I digressed because I am now receiving stunned messages from family and friends who, understandably, have not realised, probably have not believed, just how serious our situation has been throughout the past 4 years and 6 months. In simple terms, it must have seemed incredible, ridiculous, unbelievable and beyond all comprehension. But, for each and every paragraph I write, there is a formal document to confirm the content of each paragraph.
A few days after our initial conversation with Monsieur MA, avocat, the resident locataire, Monsieur C, sent a formal, registered letter to Tom and me. In the letter, Monsieur C refused, point blank, to allow any repairs or restoration works to be carried out on any part of the property that was rented to him. He also referred to our ‘family’s dream’ becoming our ‘nightmare’. What a charmless person!
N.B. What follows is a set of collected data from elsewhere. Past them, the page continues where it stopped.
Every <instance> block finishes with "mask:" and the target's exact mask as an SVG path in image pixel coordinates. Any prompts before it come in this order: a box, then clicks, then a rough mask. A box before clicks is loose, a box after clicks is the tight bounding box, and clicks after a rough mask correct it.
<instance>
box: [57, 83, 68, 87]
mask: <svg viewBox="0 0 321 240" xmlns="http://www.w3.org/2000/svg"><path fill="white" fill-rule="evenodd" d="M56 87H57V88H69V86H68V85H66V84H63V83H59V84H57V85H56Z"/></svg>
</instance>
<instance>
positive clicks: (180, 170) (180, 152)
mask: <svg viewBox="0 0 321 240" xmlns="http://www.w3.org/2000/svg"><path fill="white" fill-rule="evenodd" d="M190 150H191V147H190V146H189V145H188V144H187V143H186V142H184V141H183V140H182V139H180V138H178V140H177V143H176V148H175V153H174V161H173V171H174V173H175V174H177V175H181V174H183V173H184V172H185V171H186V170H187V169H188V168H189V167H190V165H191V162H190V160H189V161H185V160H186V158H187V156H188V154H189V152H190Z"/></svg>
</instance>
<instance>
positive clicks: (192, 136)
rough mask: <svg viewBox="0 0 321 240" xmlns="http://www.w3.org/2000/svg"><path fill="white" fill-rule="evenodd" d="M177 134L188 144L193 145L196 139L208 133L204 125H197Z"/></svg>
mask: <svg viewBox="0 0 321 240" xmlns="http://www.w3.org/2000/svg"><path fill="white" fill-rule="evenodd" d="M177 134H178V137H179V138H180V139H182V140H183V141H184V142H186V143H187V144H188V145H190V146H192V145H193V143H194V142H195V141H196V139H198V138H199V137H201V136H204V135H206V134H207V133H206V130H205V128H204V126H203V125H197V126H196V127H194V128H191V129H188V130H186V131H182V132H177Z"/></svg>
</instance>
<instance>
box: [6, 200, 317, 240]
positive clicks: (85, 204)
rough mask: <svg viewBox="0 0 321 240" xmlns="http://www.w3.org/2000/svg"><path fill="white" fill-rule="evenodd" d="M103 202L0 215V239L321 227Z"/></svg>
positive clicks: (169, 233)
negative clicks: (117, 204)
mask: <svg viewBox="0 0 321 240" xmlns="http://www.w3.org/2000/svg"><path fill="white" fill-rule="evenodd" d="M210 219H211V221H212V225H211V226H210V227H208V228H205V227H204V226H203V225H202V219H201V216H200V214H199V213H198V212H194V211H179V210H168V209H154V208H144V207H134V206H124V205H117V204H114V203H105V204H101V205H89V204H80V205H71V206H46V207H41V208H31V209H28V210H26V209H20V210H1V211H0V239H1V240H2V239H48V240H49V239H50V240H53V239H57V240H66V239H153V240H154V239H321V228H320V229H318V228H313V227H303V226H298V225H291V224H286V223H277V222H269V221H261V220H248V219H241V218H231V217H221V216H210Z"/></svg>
I telephoned Monsieur MA and was able to speak with him immediately, his cheerful greeting was confirmation that we did, indeed, have a vice caché Case against our sellers. I asked if our property insurances policy would cover the cost of the legal fees, Monsieur MA replied that we were not covered under the policy. Tom and I had €50,000 set aside in our French Bank account to pay for the restoration and conversion works, €10,000 more than our architect had quoted. We also had £25,000 savings stored in our UK Bank account, the rest of our life savings. I asked Monsieur MA for a ballpark figure for the cost of the proceedings, his reply was €4,000 to €6,000. I quickly explained to Tom and he immediately agreed that we should proceed.
Monsieur MA was totally incorrect. To date, the proceedings, other expenses incurred due to French law, the extra costs associated with owning one property and having to live in other properties, plus the expense of having to constantly move around France, in addition to having to pay in full for all medical treatment, has cost in excess of €55,000. Our remaining life savings, plus £5,000 loaned to us by our eldest son, plus £1,200 jointly loaned to us by my sister and my cousin to pay towards my breast cancer and cardiac issues, well, that little lot just saw us through the three years until my pensions kicked in and started being paid! It took a little under eight months for DWP to finally start paying my pensions, that was after I had contacted an MEP about the delay. The MEP (then) was Caroline Lucas, she is now the Green Party Leader, a wonderful, caring person.
Monsieur MA had some bad news for us, though, we could not undertake any works on the property during the proceedings, but any existing works Contracts would have to be honoured, in French law, and the cost would be claimed from the sellers in due course. So, we paid Monsieur MA’s initial bill, he thanked us; we paid the architect’s bill, he thanked us; we paid the double-glazing guy – the new windows and external doors had already been ordered – he thanked us; we had paid for other materials up-front and we gathered all the receipts together.
But, temporary repairs on the toilet and other plumbing requirements gave up the ghost, the plumber was unable to carry out further repairs and we weren’t permitted, in French law, to have new plumbing. The electrical installations that would have been entirely replaced under our ownership, were suddenly considered by EDF to be ‘dangerous’, but we weren’t permitted, in French law, to have a re-wire. Yet, it took EDF over three years to disconnect the meters, so we had to keep paying Standing Charges until the meters were eventually disconnected! People, eh?
Oh, and Monsieur MA was (for want of other words and terminology) incorrect, our legal costs would have been covered by our insurance Policy – if Monsieur MA had bothered to contact the agent! Some people are just not thorough. However, we didn’t actually discover that little gem until over a year later.
Bottom line – we had to move out of the property.